Also, I don't like the suggested naming: CompleteAdding(Exception) does something quite different from CompleteAdding(), so I think it should have a different name. Inspiration could be taken from TPL Dataflow, where the corresponding methods are called Complete() and Fault(Exception).

@eiriktsarpalis
Copy link
Member

I believe @svick's alternative has the added advantage of delaying async enumeration until blocking enumeration has started. Instead of retrofitting BlockingCollection<T>, wouldn't it perhaps make more sense to add bespoke extension methods for IAsyncEnumerable? For example:

namespace System.Collections.Generic
{

    public static class CollectionExtensions
    {
         public static IEnumerable<T> ToBlockingEnumerable<T>(this IAsyncEnumerable<T> source, CancellationToken cancellationToken = default);
         public static ValueTask<List<T>> ToListAsync<T>(this IAsyncEnumerable<T> source, CancellationToken cancellationToken = default);    
    }
}

@davidfowl
Copy link
Member Author

@eiriktsarpalis sure, I wasn't sure about our tolerance for adding extensions to IAsyncEnumerable since we didn't add any to date 😄

@stephentoub
Copy link
Member

stephentoub commented Oct 7, 2021

I'd be more inclined to add a ToEnumerable extension method than to add a CompleteAdding(Exception) to BlockingCollection. We've avoided adding a full set of LINQ methods for IAsyncEnumerable, instead deferring to https://github.com/dotnet/reactive for that, but for helpers for going between core types, e.g. IAsyncEnumerable to IEnumerable, I'm ok with it. (And, just to be pedantic, we actually have added IAsyncEnumerable extension methods 😄 : https://github.com/dotnet/runtime/blob/6195d98cad42bc7ab70729e6c970e2c420b29db1/src/libraries/System.Private.CoreLib/src/System/Threading/Tasks/TaskAsyncEnumerableExtensions.cs)

I don't know, though, that BlockingCollection should be used in the implementation. If you really want these semantics, you can do what @svick has done, but this does effectively change the iteration semantics to be that once you start enumerating, background operations are filling up the collection concurrently with consumption of data, and that's generally not how either enumerables nor async enumerables work. On top of that, BlockingCollection, in large part due to its design of being able to wrap arbitrary collections and delegate to them for a variety of functionality, isn't terribly efficient, in particular from an allocation perspective when data isn't available. If we wanted to add a ToEnumerable method, I'd prefer to see us just doing something like:

public static IEnumerable<T> ToEnumerable<T>(this IAsyncEnumerable<T> source, CancellationToken cancellationToken = default)
{
    IAsyncEnumerator<T> e = source.GetAsyncEnumerator(cancellationToken);
    try
    {
        while (true)
        {
            ValueTask<bool> moveNext = e.MoveNextAsync();
            if (moveNext.IsCompletedSuccessfully ? moveNext.Result : moveNext.AsTask().GetAwaiter().GetResult())
            {
                yield return e.Current;
            }
            else break;            
        }
    }
    finally
    {
        e.DisposeAsync().AsTask().GetAwaiter().GetResult();
    }
}

That keeps everything in the world of "nothing is in flight while not interacting with the enumerator", avoids needing to expose some kind of bounded buffering policy on how many items a backing collection would enable, etc.
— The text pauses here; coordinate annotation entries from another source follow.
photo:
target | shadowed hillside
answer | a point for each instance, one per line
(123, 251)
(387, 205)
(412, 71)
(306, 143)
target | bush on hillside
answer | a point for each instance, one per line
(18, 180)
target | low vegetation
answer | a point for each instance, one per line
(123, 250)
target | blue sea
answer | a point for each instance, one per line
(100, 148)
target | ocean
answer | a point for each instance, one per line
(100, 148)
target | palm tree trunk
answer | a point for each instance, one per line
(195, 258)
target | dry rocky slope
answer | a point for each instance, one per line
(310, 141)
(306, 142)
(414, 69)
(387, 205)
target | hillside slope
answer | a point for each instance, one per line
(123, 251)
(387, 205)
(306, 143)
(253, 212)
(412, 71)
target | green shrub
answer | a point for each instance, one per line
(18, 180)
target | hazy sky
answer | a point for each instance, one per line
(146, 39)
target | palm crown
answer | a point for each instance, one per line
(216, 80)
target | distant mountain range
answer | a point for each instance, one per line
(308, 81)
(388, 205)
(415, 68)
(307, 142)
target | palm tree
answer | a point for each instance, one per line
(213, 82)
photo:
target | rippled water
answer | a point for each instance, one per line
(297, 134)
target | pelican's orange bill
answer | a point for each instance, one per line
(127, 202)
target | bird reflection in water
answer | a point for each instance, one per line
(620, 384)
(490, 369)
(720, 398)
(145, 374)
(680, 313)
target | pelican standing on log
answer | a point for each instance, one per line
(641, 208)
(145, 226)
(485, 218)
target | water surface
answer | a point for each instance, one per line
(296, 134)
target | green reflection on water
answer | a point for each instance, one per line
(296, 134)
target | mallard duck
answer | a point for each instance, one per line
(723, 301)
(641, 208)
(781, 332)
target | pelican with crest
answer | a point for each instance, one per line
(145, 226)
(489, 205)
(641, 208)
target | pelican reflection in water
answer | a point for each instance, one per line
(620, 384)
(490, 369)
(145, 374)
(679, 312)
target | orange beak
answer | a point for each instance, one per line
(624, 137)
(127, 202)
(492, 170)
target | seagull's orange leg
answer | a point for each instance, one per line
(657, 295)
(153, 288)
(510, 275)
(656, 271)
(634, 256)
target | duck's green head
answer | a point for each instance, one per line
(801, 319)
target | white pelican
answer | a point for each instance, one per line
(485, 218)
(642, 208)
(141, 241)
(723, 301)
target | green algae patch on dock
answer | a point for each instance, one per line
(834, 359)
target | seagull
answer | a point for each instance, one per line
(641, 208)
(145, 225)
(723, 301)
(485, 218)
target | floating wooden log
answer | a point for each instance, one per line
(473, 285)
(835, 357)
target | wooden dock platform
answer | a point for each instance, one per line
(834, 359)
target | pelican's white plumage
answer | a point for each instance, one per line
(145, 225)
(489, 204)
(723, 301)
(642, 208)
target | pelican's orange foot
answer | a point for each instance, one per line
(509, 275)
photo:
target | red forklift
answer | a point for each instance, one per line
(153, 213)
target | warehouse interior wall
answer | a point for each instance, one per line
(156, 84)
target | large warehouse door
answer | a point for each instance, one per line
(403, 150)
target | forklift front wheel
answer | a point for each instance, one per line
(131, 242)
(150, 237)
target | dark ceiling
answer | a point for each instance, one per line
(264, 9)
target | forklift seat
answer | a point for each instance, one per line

We'd also want to consider whether we really want to encourage such blocking behaviors by exposing this as an extension method... might be worth forcing someone to call it via a static just to add a tiny bit more friction. Or something along those lines. Or maybe @eiriktsarpalis's naming suggestion would help.

@davidfowl
Copy link
Member Author

If some loss of performance was acceptable here, then I think a simple modification of the code would make this work:

Somewhat, but I can think of scenarios that are the synchronous version of Channel<T> that would like some form of exception propagation to the consumer without wrapping the enumerator. That's a little cumbersome.

@davidfowl
Copy link
Member Author

That keeps everything in the world of "nothing is in flight while not interacting with the enumerator", avoids needing to expose some kind of bounded buffering policy on how many items a backing collection would enable, etc.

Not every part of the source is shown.